Article mis en ligne le 5 septembre 2015
dernière modification le 26 août 2015

par Raymond SCHOLER

Petite plongée dans la programmation du 15e Neuchâtel International Fantastic Film Festival.

Japon
J’inaugure le festival avec une conférence de Shion Sono, l’enfant terrible du cinéma japonais, qui semble avoir pris la relève du stakhanoviste Takashi Miike en le dépassant. Par acquit de conscience, je compare les filmos : Miike sort deux films cette année, Sono six ! Que dans cette ivresse productive la qualité puisse rester parfois sur le carreau n’étonne guère et Tokyo Tribe (2014) en est l’illustration. Dans le Japon d’un futur plus ou moins proche, mais probablement alternatif, les gangs de Shibuya se livrent à des luttes hégémoniques où les sympas se mesurent aux méchants. Les sympas sont amoureux et loyaux, quoique filous, et excellent en arts martiaux (surtout la fille du chamane !), les méchants ricanent, grimacent, humilient, torturent et tuent pour un rien et utilisent des artilleries élaborées. Leurs rejetons ont des plaisirs pervers, comme celui d’utiliser comme canapés ou sièges des esclaves à quatre pattes. Zut ! j’ai failli oublier : tout le film est chanté sur des (il y en a plusieurs ?) rythmes de rap et la langue nippone s’y prête étonnamment bien. Tant sur le plan dramatique que sur le plan musical, la répétitivité règne en maître. Mais les plans sont toujours pleins de choses à regarder. Cela se voit donc sans ennui, mais un remontant est indispensable après le film. Monsieur Sono n’a pas dit grand-chose sur le film et ce qu’il a raconté sur ses débuts au cinéma était d’une plate banalité.

« Tokyo tribe » de Shion Sono

Manifestement, il préfère s’exprimer à travers ses films. Tant Why Don’t You Play in Hell (2013) que Strange Circus (2005) étaient autrement plus construits et inventifs que son opéra rap. Dans Strange Circus, Mitsuko, à peine pubère, est contrainte par son père (directeur d’école, pour corser l’histoire) à assister en secret aux ébats de ses parents. Le père la viole ensuite devant maman, qui n’ose rouspéter.
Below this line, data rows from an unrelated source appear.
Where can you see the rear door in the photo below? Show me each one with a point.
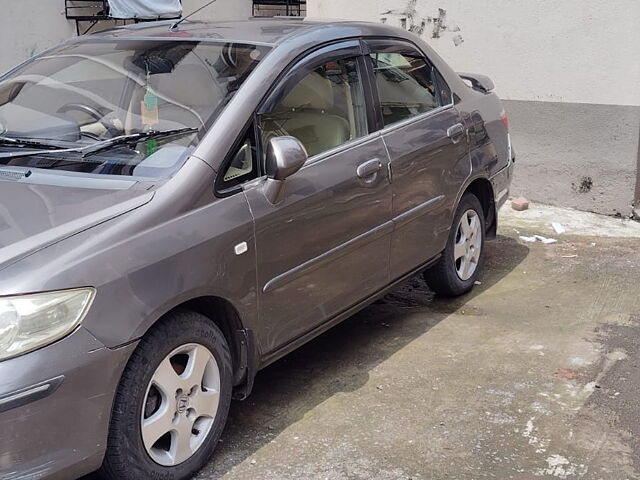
(427, 145)
(325, 246)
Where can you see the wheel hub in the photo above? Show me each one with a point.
(466, 251)
(182, 403)
(185, 391)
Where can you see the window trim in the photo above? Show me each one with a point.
(220, 190)
(400, 46)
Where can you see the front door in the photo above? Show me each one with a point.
(427, 146)
(325, 246)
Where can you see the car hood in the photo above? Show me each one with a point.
(33, 216)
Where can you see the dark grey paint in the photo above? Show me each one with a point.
(343, 231)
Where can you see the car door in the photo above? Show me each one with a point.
(427, 145)
(325, 245)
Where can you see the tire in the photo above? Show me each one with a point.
(182, 348)
(448, 276)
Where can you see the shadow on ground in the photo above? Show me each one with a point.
(340, 360)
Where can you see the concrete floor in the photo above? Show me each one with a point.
(533, 374)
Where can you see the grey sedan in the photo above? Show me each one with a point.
(181, 206)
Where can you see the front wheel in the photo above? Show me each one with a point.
(172, 401)
(457, 270)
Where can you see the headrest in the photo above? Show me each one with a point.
(190, 85)
(313, 92)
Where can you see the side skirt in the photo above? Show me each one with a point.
(323, 327)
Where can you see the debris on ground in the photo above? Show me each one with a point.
(558, 227)
(527, 239)
(534, 238)
(520, 204)
(545, 239)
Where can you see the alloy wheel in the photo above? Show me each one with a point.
(466, 251)
(180, 404)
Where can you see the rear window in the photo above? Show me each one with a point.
(85, 93)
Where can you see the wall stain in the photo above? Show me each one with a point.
(411, 20)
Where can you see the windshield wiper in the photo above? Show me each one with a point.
(25, 142)
(104, 145)
(101, 146)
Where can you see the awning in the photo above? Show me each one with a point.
(145, 9)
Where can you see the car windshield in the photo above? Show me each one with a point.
(85, 95)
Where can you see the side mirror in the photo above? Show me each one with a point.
(285, 156)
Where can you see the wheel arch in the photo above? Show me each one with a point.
(223, 313)
(482, 188)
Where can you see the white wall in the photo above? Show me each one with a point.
(29, 26)
(585, 51)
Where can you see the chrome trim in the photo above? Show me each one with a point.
(333, 254)
(29, 394)
(378, 133)
(417, 118)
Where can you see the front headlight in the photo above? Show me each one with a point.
(28, 322)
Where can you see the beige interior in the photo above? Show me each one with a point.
(317, 112)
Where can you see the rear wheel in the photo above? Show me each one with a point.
(172, 401)
(461, 262)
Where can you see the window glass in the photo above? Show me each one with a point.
(324, 110)
(242, 166)
(79, 95)
(444, 90)
(406, 85)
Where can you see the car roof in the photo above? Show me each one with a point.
(270, 31)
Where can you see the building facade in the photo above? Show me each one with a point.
(569, 72)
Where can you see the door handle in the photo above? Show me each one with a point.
(368, 168)
(455, 132)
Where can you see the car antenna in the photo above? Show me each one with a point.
(175, 26)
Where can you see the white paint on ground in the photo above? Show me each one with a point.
(561, 467)
(538, 220)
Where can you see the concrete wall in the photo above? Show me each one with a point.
(30, 26)
(570, 72)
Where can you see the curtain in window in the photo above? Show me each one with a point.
(145, 9)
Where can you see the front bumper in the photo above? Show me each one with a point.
(55, 405)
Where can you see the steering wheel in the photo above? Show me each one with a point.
(93, 113)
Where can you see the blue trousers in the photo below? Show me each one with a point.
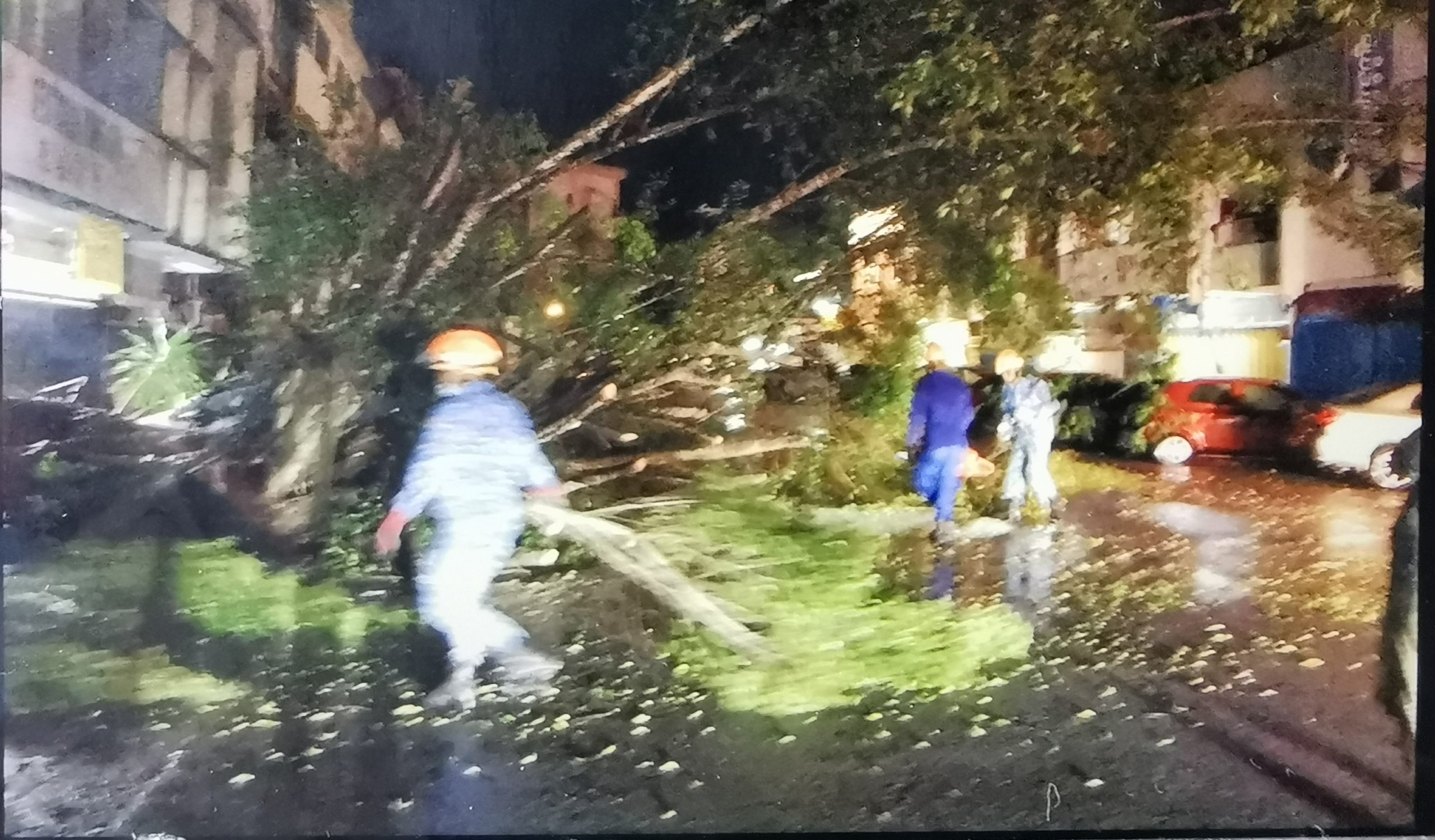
(937, 478)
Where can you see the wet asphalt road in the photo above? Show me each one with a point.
(1206, 657)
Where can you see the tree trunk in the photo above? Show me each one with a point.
(314, 405)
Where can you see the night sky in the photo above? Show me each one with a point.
(556, 59)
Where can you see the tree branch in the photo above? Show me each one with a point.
(797, 193)
(1184, 19)
(553, 163)
(664, 131)
(725, 451)
(559, 235)
(437, 185)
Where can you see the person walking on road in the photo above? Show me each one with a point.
(475, 461)
(1398, 643)
(1029, 426)
(937, 428)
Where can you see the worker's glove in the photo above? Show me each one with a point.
(391, 531)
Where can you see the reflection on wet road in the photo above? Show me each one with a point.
(1207, 638)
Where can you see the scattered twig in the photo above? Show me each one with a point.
(716, 452)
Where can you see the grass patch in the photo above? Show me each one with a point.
(820, 594)
(230, 592)
(1074, 475)
(63, 676)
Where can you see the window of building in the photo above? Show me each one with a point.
(1247, 222)
(322, 48)
(122, 50)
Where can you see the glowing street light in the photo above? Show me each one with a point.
(827, 309)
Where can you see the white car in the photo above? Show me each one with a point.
(1365, 429)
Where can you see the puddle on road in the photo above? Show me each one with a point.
(1100, 588)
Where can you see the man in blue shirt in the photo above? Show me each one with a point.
(1029, 417)
(475, 461)
(937, 433)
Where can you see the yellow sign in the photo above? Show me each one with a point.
(99, 254)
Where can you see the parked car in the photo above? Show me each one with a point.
(1233, 416)
(1364, 429)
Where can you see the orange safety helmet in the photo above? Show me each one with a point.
(462, 350)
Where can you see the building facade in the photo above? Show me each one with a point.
(1255, 261)
(127, 129)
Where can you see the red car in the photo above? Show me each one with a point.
(1233, 416)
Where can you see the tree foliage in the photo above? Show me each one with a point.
(154, 372)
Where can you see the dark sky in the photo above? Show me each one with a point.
(554, 59)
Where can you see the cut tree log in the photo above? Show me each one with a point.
(629, 554)
(725, 451)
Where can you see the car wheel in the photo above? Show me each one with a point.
(1174, 451)
(1382, 474)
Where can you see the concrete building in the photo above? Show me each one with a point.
(126, 127)
(1255, 261)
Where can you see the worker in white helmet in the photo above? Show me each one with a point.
(1029, 415)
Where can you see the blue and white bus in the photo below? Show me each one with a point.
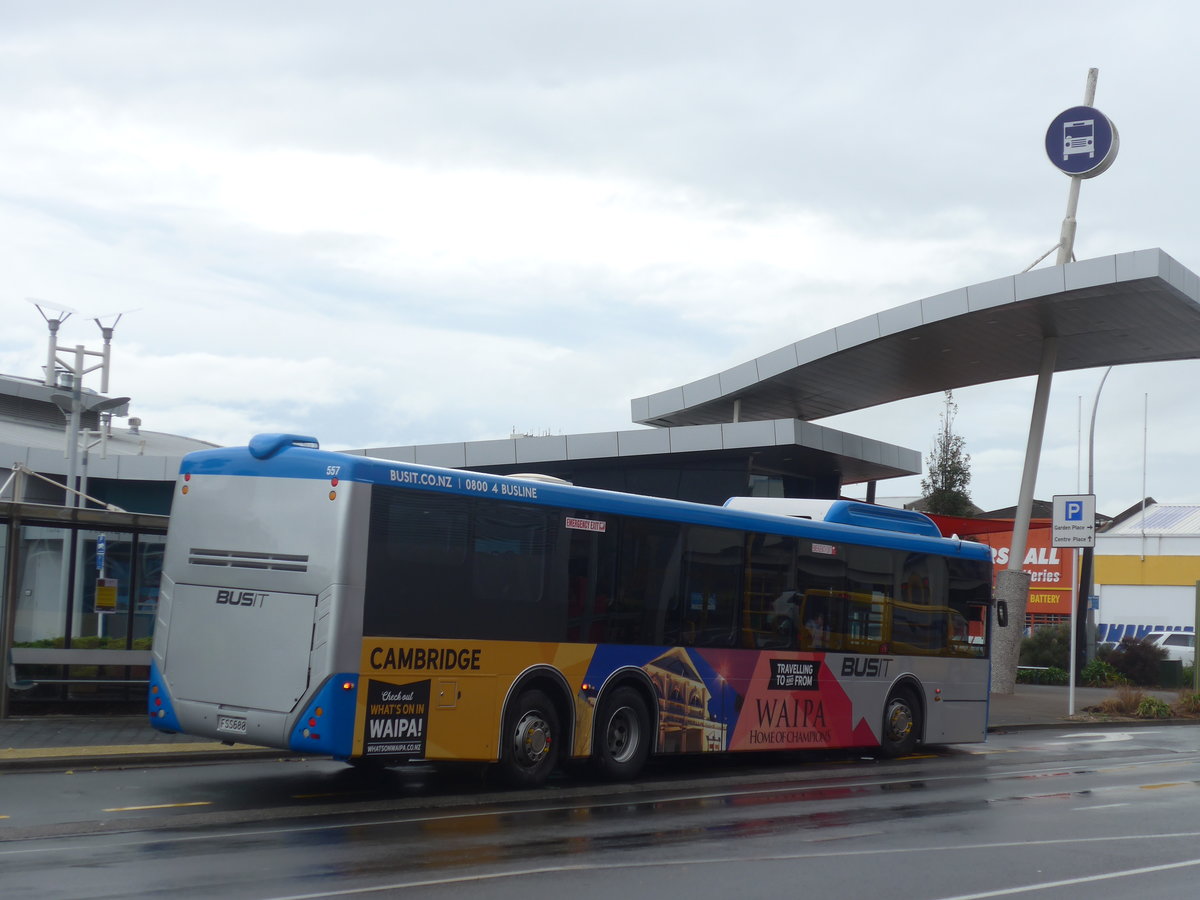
(384, 612)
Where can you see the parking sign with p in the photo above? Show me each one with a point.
(1074, 521)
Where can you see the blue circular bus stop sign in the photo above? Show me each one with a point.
(1083, 142)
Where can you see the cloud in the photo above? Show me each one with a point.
(395, 223)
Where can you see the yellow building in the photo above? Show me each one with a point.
(1146, 571)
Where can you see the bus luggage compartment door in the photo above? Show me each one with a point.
(243, 648)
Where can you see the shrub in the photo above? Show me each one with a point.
(1099, 673)
(1137, 660)
(1152, 708)
(1048, 647)
(1043, 676)
(1188, 703)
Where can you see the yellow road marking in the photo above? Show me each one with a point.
(159, 805)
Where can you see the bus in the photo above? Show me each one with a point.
(384, 612)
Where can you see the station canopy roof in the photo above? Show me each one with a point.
(1128, 307)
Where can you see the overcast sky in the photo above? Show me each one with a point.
(390, 223)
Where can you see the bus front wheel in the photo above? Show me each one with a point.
(901, 724)
(531, 741)
(623, 736)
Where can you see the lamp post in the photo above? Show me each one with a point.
(1084, 648)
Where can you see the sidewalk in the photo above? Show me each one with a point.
(57, 742)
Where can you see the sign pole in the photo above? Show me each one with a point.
(1073, 525)
(1067, 237)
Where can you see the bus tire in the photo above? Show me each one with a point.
(622, 736)
(529, 749)
(901, 724)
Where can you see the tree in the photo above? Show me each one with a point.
(949, 468)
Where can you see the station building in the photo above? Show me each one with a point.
(747, 431)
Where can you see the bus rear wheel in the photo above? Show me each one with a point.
(529, 751)
(901, 724)
(623, 736)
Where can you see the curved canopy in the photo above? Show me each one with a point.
(1128, 307)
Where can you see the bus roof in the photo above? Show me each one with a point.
(281, 455)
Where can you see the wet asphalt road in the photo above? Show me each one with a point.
(1047, 814)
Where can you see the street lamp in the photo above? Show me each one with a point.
(73, 405)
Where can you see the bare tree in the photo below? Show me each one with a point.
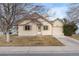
(10, 13)
(73, 12)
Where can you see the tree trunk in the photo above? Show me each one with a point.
(7, 37)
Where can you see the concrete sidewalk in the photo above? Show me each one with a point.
(40, 50)
(67, 41)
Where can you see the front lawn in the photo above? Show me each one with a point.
(76, 36)
(31, 41)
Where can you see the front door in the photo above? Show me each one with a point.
(39, 30)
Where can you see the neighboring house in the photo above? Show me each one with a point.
(38, 25)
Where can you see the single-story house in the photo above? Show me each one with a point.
(36, 24)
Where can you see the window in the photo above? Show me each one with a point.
(45, 28)
(27, 27)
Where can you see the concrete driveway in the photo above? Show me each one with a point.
(68, 41)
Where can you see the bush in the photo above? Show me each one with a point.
(69, 29)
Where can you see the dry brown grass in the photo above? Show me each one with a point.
(31, 41)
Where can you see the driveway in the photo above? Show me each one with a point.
(68, 41)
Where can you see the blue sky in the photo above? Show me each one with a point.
(59, 9)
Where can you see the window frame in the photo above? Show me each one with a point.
(45, 27)
(27, 27)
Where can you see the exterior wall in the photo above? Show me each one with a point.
(23, 32)
(58, 28)
(46, 32)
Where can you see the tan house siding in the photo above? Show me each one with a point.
(23, 32)
(57, 28)
(49, 31)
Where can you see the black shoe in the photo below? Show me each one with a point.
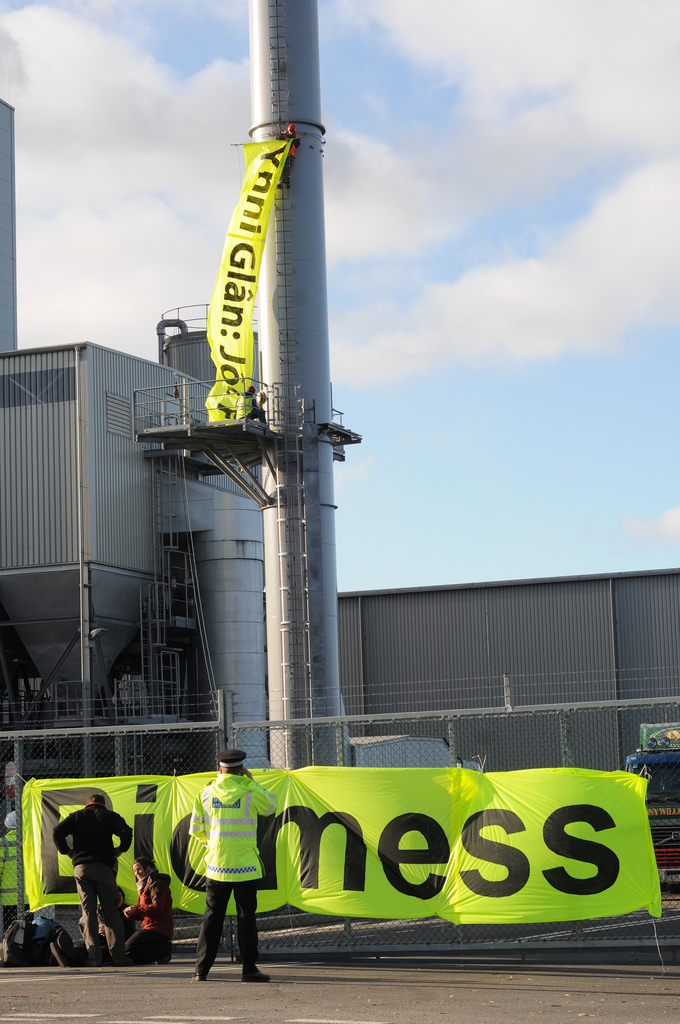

Dès lors, le mâle a son harem bicéphale soumis à sa volonté incestueuse. Voilà l’édifiante histoire d’une famille dysfonctionnelle racontée par une femme écrivain en chaise roulante qui ressemble furieusement à la mère de l’histoire. On se dit donc que l’écrivain est peut-être Mitsuko adulte, qui se guérit par l’écriture du traumatisme subi. Mais on n’est qu’au milieu du film et Sono n’a pas dévoilé toutes ses cartes, une plus délirante que l’autre.

Why Don’t You Play in Hell est une ode jubilatoire au 35 mm, où un producteur yakuza (joué par le pince-sans-rire Jun Kunimura) qui veut faire de sa fille gâtée une star de cinéma, confie la réalisation d’un film d’action à une équipe de tournage juvénile (sous les ordres d’un réalisateur in spe qui se prend pour un avatar d’Eisenstein et de Tarantino). Les sbires occuperont les rôles secondaires et compléteront l’équipe technique. Parallèlement, ils sont impliqués dans une guerre sans merci entre gangs, dont le tournage profitera pour des scènes de bataille dantesques qui entraîneront leur lot de vraies morts et mutilations, où seul Dieu reconnaîtra les siens. Quand on aime le cinéma, il faut en baver ! Si les films de Sono ont tendance à se vautrer dans toutes sortes d’excès, ils emportent l’adhésion à cause de leur enthousiasme communicatif.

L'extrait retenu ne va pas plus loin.